MPs call for Commons committee to consider LGBT representation
A Labour MP has said a new special parliamentary committee that will examine ways of making the House of Commons more diverse should include gay, lesbian and bisexual people as an under-represented group.
The House agreed yesterday to establish a Speaker’s Conference.
A Speaker’s Conference is convened by the Speaker of the House of Commons following an invitation from the Prime Minister.
Under the impartial leadership of the Speaker, MPs from both the major and minority parties are brought together to consider issues within the electoral system. It must report before the end of this Parliament.
Speaker’s Conferences are rare. The last one took place in 1977-78 and there were only five conferences in the 20th century.
Commons leader Harriet Harman told MPs it would “make recommendations for rectifying the disparity between the representation of women, ethnic minorities and disabled people in the House of Commons and their representation in the UK population at large.
“As Members of this House, we represent 646 different constituencies in England, Scotland, Wales and Northern Ireland. However, it is not enough to have a geographical representation.
“For people in this country, their identity comes not just from where they live, but from whether they are men or women, whether they are disabled, whether they are black or white and whether they are gay or lesbian.
“Society has changed and we must recognise that the House of Commons needs to change, too.
“As women in this country, we now regard ourselves as equal citizens, yet we are not equal in numbers in this House. We are out-numbered by men by five to one.
“This country is ethnically diverse now—indeed, it has been for many decades—but of 646 Members, only 15 are black or Asian. To be representative of our population, we should have more than four times that number.”
Ms Harman said that she hopes at least one gay MP is appointed to the committee and expressed a hope that gay equality organisation Stonewall would “make an important contribution” to its work.
17 MPs and the Speaker will consider how to achieve greater diversity in Parliament and then make recommendations.
Simon Hughes for the Liberal Democrats said:
“It should also be about gay people and young and older people, and about having a diverse Parliament. Unless we see that in the broad spectrum, we are not fulfilling Parliament’s expectations of us.”
Backbench Labour MP Emily Thornberry said:
“The proposed Speaker’s Conference should expand its remit to consider the increased representation of lesbians, gay people and bisexuals, because to have only one out lesbian in this place of 1,300 politicians is not sufficient to be able to speak about the lived experience of Britain’s 1.8million lesbians.”
Tory MP John Bercow supported her suggestion.
Minister Angela Eagle is the only out lesbian either the Commons or Lords. There are around a dozen out gay MPs and three openly gay peers.

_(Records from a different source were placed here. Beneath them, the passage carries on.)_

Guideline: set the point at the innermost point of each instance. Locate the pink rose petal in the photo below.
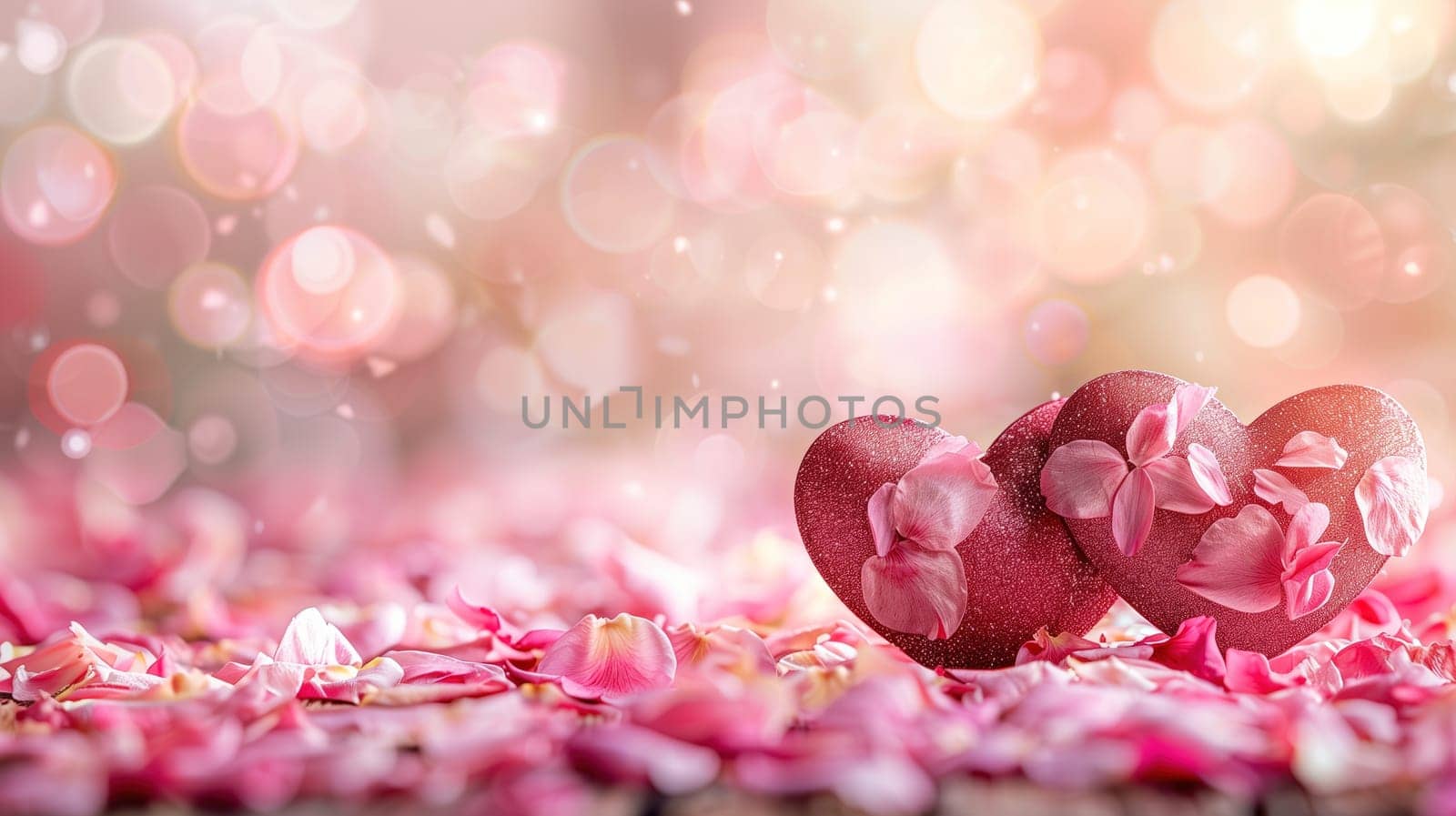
(1176, 486)
(1133, 512)
(1152, 434)
(1309, 448)
(1238, 561)
(917, 590)
(1276, 489)
(1081, 479)
(1194, 649)
(315, 641)
(611, 656)
(1187, 402)
(1208, 475)
(941, 500)
(881, 519)
(1392, 504)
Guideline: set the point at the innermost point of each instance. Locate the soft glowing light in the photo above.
(977, 58)
(1263, 310)
(611, 198)
(87, 383)
(210, 306)
(1056, 332)
(121, 90)
(155, 233)
(56, 185)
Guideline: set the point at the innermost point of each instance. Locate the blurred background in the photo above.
(276, 275)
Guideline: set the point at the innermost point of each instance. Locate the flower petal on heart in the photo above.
(1276, 489)
(1206, 470)
(1305, 529)
(1187, 402)
(1081, 479)
(1238, 561)
(611, 658)
(881, 521)
(1176, 488)
(1308, 595)
(941, 500)
(916, 589)
(1152, 434)
(1392, 504)
(1309, 448)
(1133, 511)
(1194, 649)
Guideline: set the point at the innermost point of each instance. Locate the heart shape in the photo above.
(1368, 424)
(1021, 568)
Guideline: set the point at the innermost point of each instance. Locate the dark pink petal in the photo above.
(1194, 649)
(1081, 479)
(315, 641)
(1309, 448)
(1176, 486)
(1276, 489)
(1305, 529)
(1392, 504)
(917, 590)
(881, 524)
(1208, 475)
(1238, 561)
(1152, 434)
(1187, 402)
(470, 612)
(941, 500)
(1133, 511)
(611, 656)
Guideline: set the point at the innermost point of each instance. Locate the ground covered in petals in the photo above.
(225, 670)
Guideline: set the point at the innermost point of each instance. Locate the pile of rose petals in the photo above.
(182, 662)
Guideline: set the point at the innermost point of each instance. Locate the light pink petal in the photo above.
(1081, 479)
(1238, 561)
(1152, 434)
(315, 641)
(1187, 402)
(941, 500)
(1305, 529)
(1308, 595)
(1194, 649)
(611, 656)
(916, 590)
(1392, 502)
(1208, 475)
(881, 524)
(1176, 486)
(1276, 489)
(1309, 448)
(1133, 511)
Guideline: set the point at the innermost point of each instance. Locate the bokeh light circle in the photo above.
(977, 58)
(1089, 217)
(1056, 332)
(1263, 310)
(237, 156)
(86, 384)
(211, 306)
(331, 322)
(56, 185)
(121, 90)
(611, 198)
(1336, 247)
(155, 233)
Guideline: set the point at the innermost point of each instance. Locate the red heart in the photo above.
(1368, 424)
(1023, 570)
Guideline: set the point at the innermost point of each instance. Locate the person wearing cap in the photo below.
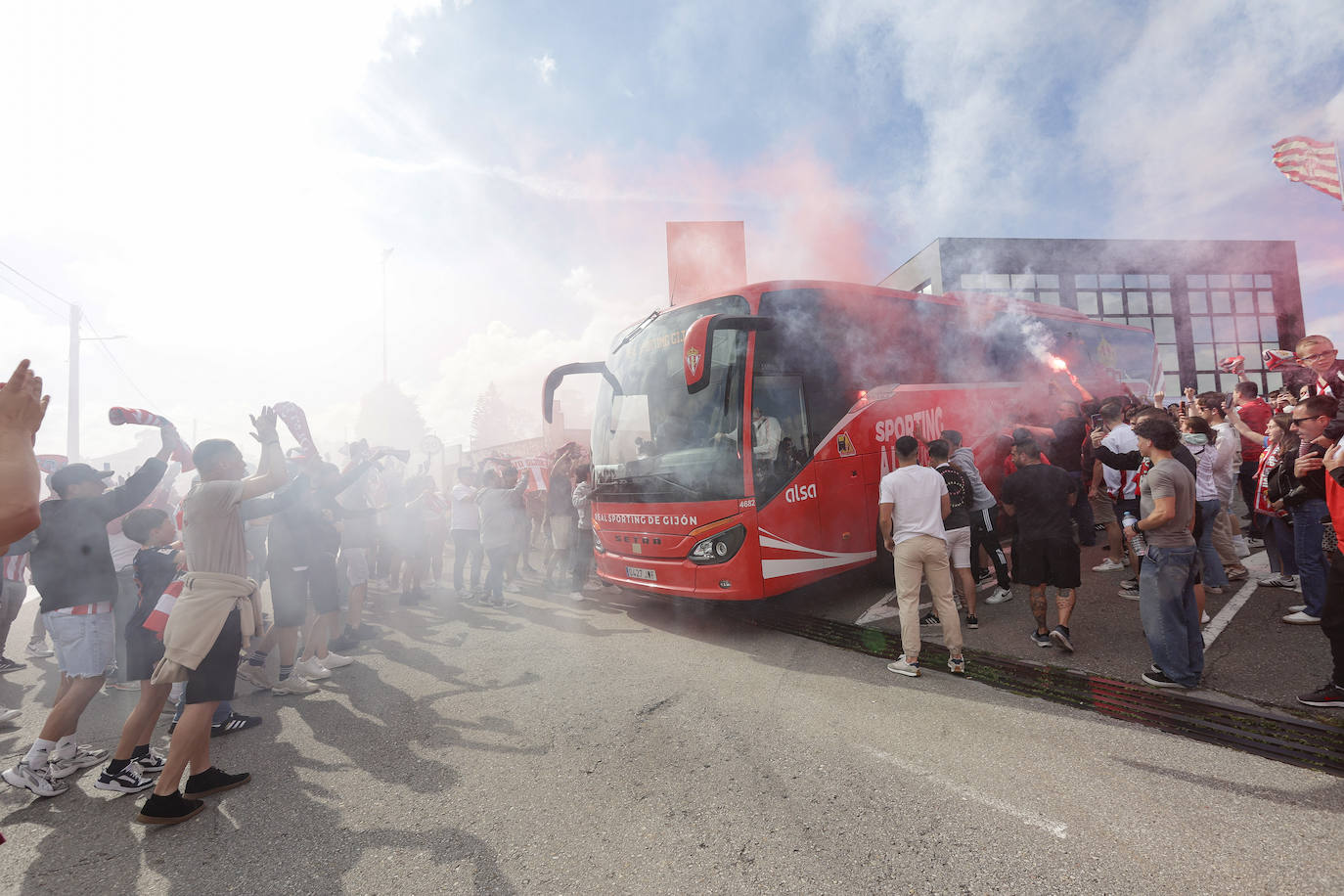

LGBT Labour Co-chair, Katie Hanson, said:
“Labour has lead the way in making the Commons more diverse and more representative – but there is still a long way to go. LGBT Labour welcomes the Speaker’s Conference as a way of moving this forward, and we support the call from Labour backbencher Emily Thornberry for the conference to include LGBT representation as part of its remit.”
A Stonewall report released in April and based on responses to a YouGov poll of more than 1,600 gay, lesbian and bisexual people across Britain found that respondents thought they would get worse treatment on the grounds of their sexuality if running for office.
89% of those polled think they would face barriers from the Conservative party if they wanted to be selected to run for Parliament.
61% said the same about Labour and 47% about the Liberal Democrats.
Of those respondents who are party supporters, 71% of Conservatives, 46% of Labour and 28% of Lib Dems thought they would face barriers if they wanted to stand for Parliament.